Sacrifice Zones: Mapping Cancer-Causing Industrial Air Pollution

About the Project

In industrial neighborhoods, residents had long complained they were being sickened by the pollution coming out of smokestacks while regulators and corporate spokespeople argued the air was safe to breathe. The EPA’s go-to public data didn’t clarify the debate; it gave a diffuse view of emissions by census tract, obscuring the impact on those living closest to facilities. ProPublica figured out how to zoom in. Using a more detailed EPA database in a way no one else had, we built a first-of-its-kind interactive map to allow anyone who plugs in their address to see how much toxic air pollution is reaching their neighborhood, which industrial facilities are to blame, what hazardous chemicals the emissions contain and what the estimated risk is of getting cancer after a lifetime of exposure. No one has ever compressed, processed and made EPA data accessible in this form — not even the agency itself.

ProPublica’s unprecedented data analysis revealed more than 1,000 hot spots of toxic air pollution that the EPA has allowed to take root across America, elevating the cancer risk of more than a fifth of the nation’s population, including 256,000 people exposed to threats the agency deems unacceptably high. Our series captures how the EPA has failed to protect the public, not just through weak policies, but through calculated choices recounted on the record by insiders: stifling employee efforts to link risks to specific facilities out of fear of industry backlash and media scrutiny; quashing a proposal for smokestack monitoring to avoid possible litigation and controversy; holding off on interventions out of “political sensitivities” while state regulators failed to curb dangerous pollution. Polluters, choosing the path of least resistance, wind up in states that prioritize business over public health; in predominantly Black census tracts, the estimated cancer risk is more than double that of majority-white tracts. These communities are Sacrifice Zones, bearing disproportionate health costs so that consumers can enjoy products manufactured there.

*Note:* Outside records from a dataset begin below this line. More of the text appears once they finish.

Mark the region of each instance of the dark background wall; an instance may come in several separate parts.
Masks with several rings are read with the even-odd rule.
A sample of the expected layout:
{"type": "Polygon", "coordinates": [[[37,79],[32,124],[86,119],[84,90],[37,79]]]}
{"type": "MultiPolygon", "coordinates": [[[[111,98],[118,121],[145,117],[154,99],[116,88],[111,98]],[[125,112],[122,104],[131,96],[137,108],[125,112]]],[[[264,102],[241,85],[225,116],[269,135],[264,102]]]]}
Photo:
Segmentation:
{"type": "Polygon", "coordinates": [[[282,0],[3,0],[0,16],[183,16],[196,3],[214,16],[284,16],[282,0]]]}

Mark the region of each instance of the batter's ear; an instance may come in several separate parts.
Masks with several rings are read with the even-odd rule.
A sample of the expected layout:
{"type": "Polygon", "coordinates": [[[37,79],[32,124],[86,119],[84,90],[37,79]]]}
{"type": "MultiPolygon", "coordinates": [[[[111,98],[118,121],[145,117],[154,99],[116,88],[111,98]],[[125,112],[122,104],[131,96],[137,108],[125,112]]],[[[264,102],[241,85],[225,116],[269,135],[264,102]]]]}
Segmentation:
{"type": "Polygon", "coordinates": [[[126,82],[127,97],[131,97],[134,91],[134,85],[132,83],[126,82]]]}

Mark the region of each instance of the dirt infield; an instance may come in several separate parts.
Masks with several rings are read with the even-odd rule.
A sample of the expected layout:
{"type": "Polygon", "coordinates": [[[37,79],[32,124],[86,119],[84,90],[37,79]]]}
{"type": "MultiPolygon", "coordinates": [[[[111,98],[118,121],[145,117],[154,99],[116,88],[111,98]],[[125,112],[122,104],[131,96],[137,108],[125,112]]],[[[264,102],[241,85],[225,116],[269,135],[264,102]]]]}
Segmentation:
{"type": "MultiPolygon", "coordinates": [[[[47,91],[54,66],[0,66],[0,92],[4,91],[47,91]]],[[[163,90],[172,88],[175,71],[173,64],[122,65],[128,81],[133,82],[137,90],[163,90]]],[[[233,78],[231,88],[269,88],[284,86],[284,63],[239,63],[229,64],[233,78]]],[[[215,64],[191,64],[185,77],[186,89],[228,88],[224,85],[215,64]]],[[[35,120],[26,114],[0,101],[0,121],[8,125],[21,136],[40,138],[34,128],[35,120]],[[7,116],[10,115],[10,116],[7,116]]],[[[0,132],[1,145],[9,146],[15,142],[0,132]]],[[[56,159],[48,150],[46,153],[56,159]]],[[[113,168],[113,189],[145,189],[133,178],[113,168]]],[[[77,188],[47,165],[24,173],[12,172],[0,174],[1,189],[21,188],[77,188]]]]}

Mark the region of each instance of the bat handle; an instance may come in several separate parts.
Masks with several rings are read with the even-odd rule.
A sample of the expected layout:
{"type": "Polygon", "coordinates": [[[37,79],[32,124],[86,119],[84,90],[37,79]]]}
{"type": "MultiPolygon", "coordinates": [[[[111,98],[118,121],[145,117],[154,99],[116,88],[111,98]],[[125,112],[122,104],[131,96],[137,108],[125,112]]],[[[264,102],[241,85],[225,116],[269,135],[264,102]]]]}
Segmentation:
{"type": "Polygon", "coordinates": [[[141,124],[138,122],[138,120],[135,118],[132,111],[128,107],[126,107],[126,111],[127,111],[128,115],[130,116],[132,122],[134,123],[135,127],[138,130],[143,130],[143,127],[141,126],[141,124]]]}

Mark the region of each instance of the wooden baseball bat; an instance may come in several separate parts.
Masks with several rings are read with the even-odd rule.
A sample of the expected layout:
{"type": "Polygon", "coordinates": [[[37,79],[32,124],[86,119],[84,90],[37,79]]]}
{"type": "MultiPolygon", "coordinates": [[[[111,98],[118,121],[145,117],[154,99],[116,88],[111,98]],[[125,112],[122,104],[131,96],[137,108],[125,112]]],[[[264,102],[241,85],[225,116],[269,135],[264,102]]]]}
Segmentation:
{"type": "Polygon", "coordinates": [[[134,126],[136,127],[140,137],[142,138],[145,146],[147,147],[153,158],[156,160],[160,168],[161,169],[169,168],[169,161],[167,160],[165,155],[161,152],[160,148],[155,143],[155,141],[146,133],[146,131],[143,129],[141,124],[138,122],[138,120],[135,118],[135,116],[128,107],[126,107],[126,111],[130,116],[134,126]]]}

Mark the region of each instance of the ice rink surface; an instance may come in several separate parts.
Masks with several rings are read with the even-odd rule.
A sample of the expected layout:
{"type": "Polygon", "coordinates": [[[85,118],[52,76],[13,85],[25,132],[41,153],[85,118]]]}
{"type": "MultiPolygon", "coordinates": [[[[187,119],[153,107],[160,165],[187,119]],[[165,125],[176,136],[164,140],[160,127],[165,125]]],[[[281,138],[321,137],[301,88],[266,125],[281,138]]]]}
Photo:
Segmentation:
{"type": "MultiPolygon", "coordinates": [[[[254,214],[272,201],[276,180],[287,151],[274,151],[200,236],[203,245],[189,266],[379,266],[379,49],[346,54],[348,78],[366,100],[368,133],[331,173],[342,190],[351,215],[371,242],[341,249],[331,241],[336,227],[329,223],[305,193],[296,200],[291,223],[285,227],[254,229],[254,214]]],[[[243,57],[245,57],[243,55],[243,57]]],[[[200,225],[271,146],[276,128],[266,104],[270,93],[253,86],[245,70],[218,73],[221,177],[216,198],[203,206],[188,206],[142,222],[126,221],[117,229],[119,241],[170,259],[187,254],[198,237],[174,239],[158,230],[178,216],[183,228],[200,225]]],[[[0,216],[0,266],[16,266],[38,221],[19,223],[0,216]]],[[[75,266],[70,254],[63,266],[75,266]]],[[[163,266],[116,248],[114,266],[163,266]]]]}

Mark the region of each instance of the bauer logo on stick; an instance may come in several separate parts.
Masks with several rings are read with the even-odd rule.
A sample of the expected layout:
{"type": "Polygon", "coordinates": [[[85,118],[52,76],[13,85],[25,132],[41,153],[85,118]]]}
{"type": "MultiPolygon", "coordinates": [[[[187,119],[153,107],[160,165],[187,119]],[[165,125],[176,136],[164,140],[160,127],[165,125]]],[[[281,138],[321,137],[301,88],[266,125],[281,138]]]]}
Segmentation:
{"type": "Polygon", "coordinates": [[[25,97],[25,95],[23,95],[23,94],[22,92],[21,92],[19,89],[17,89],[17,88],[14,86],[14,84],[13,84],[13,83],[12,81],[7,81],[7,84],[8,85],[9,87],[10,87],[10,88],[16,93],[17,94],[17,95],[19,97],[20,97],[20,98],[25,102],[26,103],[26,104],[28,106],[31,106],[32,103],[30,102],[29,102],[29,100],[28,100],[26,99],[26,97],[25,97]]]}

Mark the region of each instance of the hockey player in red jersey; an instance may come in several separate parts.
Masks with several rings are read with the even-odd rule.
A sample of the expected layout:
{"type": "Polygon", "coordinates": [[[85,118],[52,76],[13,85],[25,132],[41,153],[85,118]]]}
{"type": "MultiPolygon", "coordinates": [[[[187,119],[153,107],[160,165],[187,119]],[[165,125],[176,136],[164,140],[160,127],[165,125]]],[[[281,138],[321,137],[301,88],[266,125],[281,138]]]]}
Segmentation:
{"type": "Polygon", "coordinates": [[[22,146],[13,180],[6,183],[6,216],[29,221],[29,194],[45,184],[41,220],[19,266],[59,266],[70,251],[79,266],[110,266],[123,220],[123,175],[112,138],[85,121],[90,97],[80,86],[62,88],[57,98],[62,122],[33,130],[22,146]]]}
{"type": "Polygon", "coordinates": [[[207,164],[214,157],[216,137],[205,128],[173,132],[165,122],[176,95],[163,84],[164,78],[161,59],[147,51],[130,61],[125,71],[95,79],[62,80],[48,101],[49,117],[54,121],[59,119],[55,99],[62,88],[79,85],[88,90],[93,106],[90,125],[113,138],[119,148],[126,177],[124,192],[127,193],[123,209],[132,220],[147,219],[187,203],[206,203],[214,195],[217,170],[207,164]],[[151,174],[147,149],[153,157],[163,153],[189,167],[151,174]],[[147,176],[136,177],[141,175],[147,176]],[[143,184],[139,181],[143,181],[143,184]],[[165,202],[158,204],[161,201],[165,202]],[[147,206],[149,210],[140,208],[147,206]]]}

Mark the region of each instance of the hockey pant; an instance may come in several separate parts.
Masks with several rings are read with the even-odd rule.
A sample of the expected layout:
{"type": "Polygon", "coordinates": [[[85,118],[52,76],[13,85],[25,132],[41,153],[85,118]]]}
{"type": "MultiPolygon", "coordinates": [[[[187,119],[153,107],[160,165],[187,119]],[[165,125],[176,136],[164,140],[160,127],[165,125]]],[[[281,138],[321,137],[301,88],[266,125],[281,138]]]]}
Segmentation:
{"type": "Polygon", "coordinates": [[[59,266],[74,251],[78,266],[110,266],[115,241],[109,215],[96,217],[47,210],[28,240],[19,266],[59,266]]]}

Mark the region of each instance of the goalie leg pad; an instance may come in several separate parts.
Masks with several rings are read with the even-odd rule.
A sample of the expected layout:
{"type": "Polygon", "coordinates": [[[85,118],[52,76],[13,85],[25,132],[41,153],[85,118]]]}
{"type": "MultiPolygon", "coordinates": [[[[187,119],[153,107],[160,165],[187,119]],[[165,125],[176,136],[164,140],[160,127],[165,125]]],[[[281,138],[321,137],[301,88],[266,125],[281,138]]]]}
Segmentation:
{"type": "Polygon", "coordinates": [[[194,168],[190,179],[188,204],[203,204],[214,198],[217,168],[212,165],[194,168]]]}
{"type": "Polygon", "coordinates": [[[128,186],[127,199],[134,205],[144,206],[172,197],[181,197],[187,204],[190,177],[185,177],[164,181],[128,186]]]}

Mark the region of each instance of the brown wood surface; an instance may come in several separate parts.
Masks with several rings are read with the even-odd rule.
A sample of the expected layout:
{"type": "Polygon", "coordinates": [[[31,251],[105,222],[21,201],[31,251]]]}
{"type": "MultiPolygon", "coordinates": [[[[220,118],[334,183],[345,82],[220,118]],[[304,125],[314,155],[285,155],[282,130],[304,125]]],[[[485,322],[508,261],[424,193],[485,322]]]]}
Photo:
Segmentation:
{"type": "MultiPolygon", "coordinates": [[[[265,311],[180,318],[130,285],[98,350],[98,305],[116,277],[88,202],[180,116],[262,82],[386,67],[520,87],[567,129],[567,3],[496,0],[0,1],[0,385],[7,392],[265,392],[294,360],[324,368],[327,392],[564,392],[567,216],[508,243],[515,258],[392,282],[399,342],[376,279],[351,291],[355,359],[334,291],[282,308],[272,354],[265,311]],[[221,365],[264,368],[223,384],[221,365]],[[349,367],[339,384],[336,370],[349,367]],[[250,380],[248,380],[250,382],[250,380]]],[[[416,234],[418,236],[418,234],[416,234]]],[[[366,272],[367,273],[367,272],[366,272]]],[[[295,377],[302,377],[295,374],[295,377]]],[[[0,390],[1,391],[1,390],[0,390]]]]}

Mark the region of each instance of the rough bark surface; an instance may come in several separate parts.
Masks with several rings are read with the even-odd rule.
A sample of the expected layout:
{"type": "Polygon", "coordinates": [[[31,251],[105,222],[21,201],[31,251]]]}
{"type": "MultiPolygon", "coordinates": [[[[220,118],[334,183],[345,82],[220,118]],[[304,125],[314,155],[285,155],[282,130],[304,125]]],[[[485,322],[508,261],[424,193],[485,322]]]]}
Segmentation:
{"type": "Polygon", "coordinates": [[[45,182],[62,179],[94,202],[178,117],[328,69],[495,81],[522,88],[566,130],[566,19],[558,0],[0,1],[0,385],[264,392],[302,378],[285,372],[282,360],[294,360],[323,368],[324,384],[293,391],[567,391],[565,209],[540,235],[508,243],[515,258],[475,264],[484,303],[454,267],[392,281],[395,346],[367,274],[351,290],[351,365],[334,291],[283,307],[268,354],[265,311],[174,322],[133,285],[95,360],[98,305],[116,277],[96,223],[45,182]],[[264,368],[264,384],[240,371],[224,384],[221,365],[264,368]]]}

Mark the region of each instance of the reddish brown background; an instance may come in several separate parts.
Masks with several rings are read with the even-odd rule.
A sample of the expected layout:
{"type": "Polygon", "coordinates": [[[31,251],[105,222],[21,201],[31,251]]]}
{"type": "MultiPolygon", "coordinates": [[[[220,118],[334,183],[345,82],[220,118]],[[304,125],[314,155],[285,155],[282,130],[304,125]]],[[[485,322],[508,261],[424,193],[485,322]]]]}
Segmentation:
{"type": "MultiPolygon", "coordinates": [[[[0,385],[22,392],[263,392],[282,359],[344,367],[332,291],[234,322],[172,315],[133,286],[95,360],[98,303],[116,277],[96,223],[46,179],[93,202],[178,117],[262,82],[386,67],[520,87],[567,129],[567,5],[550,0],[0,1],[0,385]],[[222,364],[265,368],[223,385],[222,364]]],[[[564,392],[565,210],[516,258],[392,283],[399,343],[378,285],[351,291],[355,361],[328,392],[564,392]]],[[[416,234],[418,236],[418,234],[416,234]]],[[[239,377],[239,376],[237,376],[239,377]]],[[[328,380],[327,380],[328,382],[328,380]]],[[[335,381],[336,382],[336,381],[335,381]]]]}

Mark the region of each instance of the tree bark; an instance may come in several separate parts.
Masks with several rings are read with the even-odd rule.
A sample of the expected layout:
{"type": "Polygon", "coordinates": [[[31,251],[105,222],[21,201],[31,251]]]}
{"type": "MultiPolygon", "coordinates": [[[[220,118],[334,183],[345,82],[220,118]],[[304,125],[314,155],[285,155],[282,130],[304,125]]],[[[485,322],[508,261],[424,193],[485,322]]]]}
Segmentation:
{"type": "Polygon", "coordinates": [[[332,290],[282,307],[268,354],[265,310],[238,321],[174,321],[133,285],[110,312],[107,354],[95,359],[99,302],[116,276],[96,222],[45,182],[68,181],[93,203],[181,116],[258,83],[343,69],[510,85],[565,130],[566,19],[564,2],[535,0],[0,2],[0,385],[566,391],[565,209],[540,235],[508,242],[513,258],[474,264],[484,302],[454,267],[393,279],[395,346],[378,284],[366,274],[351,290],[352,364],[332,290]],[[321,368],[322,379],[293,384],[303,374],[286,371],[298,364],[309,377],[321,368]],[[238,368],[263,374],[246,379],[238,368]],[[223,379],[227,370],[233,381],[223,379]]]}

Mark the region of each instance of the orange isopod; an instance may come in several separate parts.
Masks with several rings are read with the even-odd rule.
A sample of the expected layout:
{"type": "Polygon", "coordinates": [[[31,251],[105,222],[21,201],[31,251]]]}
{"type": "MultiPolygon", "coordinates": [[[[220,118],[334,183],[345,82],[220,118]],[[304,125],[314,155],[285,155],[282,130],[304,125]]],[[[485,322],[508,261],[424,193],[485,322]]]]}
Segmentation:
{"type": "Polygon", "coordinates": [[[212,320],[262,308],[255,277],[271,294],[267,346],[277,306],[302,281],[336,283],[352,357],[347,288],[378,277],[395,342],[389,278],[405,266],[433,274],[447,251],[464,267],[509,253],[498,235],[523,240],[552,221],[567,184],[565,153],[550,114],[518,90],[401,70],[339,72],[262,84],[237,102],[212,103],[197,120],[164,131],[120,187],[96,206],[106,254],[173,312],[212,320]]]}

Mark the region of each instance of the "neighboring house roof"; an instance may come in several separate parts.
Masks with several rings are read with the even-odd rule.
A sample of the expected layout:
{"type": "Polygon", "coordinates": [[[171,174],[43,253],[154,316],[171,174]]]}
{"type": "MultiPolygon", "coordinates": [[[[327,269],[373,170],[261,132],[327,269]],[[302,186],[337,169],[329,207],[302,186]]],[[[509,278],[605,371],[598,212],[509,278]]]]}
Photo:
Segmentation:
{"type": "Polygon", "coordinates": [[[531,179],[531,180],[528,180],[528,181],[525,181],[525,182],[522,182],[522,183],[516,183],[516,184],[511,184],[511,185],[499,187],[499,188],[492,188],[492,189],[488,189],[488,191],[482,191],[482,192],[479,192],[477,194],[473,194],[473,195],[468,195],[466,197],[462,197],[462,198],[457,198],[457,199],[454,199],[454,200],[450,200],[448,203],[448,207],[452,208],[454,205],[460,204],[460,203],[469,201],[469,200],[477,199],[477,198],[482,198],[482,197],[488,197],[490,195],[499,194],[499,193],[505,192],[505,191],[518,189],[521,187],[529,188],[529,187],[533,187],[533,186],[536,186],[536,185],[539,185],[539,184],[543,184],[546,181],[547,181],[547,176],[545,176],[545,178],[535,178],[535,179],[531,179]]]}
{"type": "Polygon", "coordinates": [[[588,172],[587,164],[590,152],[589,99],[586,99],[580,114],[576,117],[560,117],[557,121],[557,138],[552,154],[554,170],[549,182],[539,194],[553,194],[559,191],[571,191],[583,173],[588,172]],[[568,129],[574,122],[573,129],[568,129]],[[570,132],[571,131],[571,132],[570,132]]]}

The work that went into our data effort was extraordinary. To analyze estimated cancer risks at the unprecedented granularity of every quarter-square mile across America, Lylla Younes and Al Shaw turned to software they often used for sophisticated data journalism. But the seven billion rows of data crashed a computer, so they processed it with a big-data tool created by Google. Then they squeezed the trove into an interactive format that would work on a phone. Data quality posed the next problem. Instead of measuring emissions, the EPA accepts estimates companies derive using flawed formulas. When Ava Kofman caught major errors the agency failed to spot, seven reporters took on a weekslong data quality scrub. “You checked with the biggest 200 facilities?” Wayne Davis, who used to manage EPA data, said with a laugh. “That’s a whole lot more than the EPA does.” As a result, more than two dozen facilities corrected their figures with the EPA and agency officials vowed to improve their data.

Judges Comments

This is an outstanding piece of data journalism. The map is clearly presented, functions well and is intuitive. The stories add the important human side and the images and the combination of data next to the images makes it super powerful. The impact that this has had is super important – it’s about air that we all breathe.